Minggu, 26 Maret 2023

Menerawang Abad Kedua NU

Menerawang Abad Kedua NU
Opini: Yanto Bashri

Pengurus Harian LP Ma’arif PBNU

Senin, 20 Februari 2023 | 21:17 WIB

Minggu lalu, Pengurus Besar Nahdlatul Ulama (PBNU) menggelar Harlah Satu Abad Nahdlatul Ulama (NU) dengan tema “Mendigdayakan Nahdlatul Ulama Menjemput Abad Kedua Menuju Kebangkitan”. Tema ini penting dan menarik karena isu tentang NU telah menjadi episentrum pembaruan politik, keagamaan, ekonomi, sosial, pendidikan, dan kebudayaan dalam beberapa dekade belakangan dan tidak tergantikan oleh organisasi lain.

Ketua Umum PBNU KH Yahya Cholil Staquf dengan suara menggelora mengemukakan, wahai bangsa Indonesia selamat datang NU abad kedua. Wahai dunia, selamat datang NU abad kedua. Pidato di Stadion Delta Sidoarjo disambut gemuruh seluruh peserta yang memadati stadion hingga ke jalan-jalan di luar lapangan.
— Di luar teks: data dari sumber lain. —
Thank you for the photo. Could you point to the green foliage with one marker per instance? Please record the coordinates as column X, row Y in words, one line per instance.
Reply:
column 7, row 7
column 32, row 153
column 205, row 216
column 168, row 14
Sejak tahun 1980-an NU merupakan motor lahirnya gagasan-gagasan segar dalam bidang sosial keagamaan. Ketika menjadi ketua umum PBNU (1984-1999), KH Abdurrahman Wahid (Gus Dur), di antaranya dengan buku Islamku, Islam Anda, Islam Kita, menggagas bagaimana menempatkan Islam dengan agama lain. Dua kata kunci dalam karya ini adalah pluralisme dan pembelaan. Salah satu pembelaan beliau bagi kelompok minoritas, baik langsung maupun tidak langsung, berdampak kritik keras dan cibiran. Karya lainnya adalah Kiai Nyentrik Membela Pemerintah, Khazanah Kiai Bisri Syansuri, Menggerakkan Tradisi Pesantren, dan lainnya.
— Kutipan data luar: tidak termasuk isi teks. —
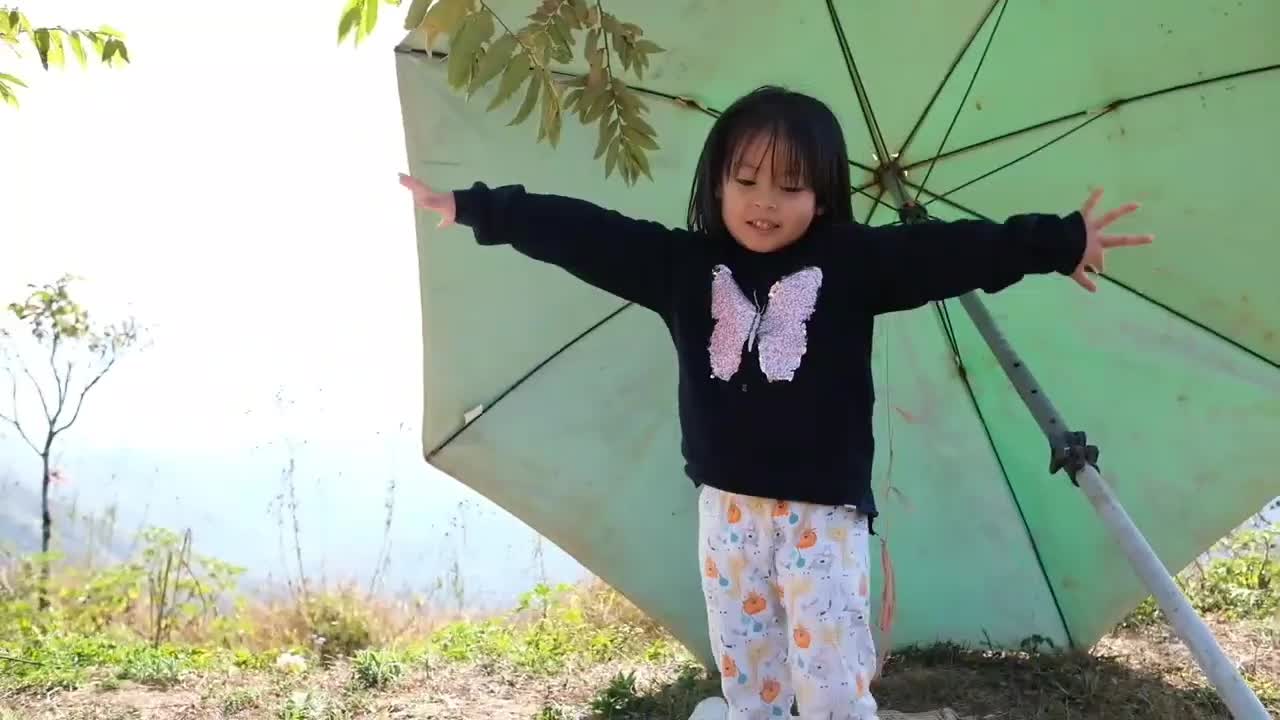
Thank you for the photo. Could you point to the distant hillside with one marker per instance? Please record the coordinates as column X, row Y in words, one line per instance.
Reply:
column 19, row 527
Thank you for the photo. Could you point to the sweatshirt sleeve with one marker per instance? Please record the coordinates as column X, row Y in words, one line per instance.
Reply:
column 908, row 265
column 629, row 258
Gus Dur menjadi gerbong pembaruan pemikiran dan lahirnya tokoh-tokoh muda berkualitas NU. Buku-buku yang ditulis Gus Dur menjadi inspirasi dan referensi utama seluruh level masyarakat di tingkat nasional dan internasional. Inilah di antaranya yang menjadi daya tarik bagi para peneliti dan akademisi dari sejumlah lembaga terhadap NU.

Tentu saja gerakan Gus Dur pada tahun-tahun tersebut tidak dilakukan sendiri. Dalam Cross-Cultural Contexts of Modern Muslim Intellectualism (2007), Michael Feener menyebutkan kiai adalah sekelompok ulama yang dilatih dalam jaringan pesantren yang umumnya berafiliasi dengan organisasi "tradisional" Nahdlatul Ulama (NU). Mereka menguasai bahasa Arab dan keilmuan Islam klasik, jauh lebih besar daripada kelompok Islam lainnya. Bahkan pada 1980-an dan 1990-an, tokoh NU, seperti Sahal Mahfudh dan para pemimpin pesantren lainnya, mulai mengintegrasikan wawasan analitis dari ilmu-ilmu sosial ke dalam suatu diskusi yang menghidupkan tradisi keilmuan pesantren, khususnya dalam bidang usul al-fiqh.

Mereka juga aktif menjajaki kemungkinan media baru untuk mengembangkan dan mendistribusikan ide-idenya lebih lanjut. Sebagaimana dilakukan para intelektual dan kelompok mmuslim lainnya, para kiai dan generasi muda NU memanfaatkan media cetak, radio, televisi, broadcast, dan situs web, untuk menyampaikan pesan masing-masing.

Khoirun Niam menggambarkan mereka sebagai ulama-intelektual-pembaru (ulama-intellectuals-reformers). Pada masa ini lembaga kajian banyak berdiri dan menguat, di antaranya P3M, LKiS, Lakpesdam NU, dan organisasi kepemudaan, yang ditandai dengan interpretasi tradisi Islam yang lebih bebas. Pada medio 1990-an, gerakan pembaruan NU meluas ke gerakan politik. Dalam Nahdlatul Ulama and the Struggle for Power within Islam & politics in Indonesia (2009), Robin Bush menyebutkan pada masa ini telah berkembang aspirasi di kalangan jemaah yang menuntut NU terlibat lebih aktif dalam proses politik.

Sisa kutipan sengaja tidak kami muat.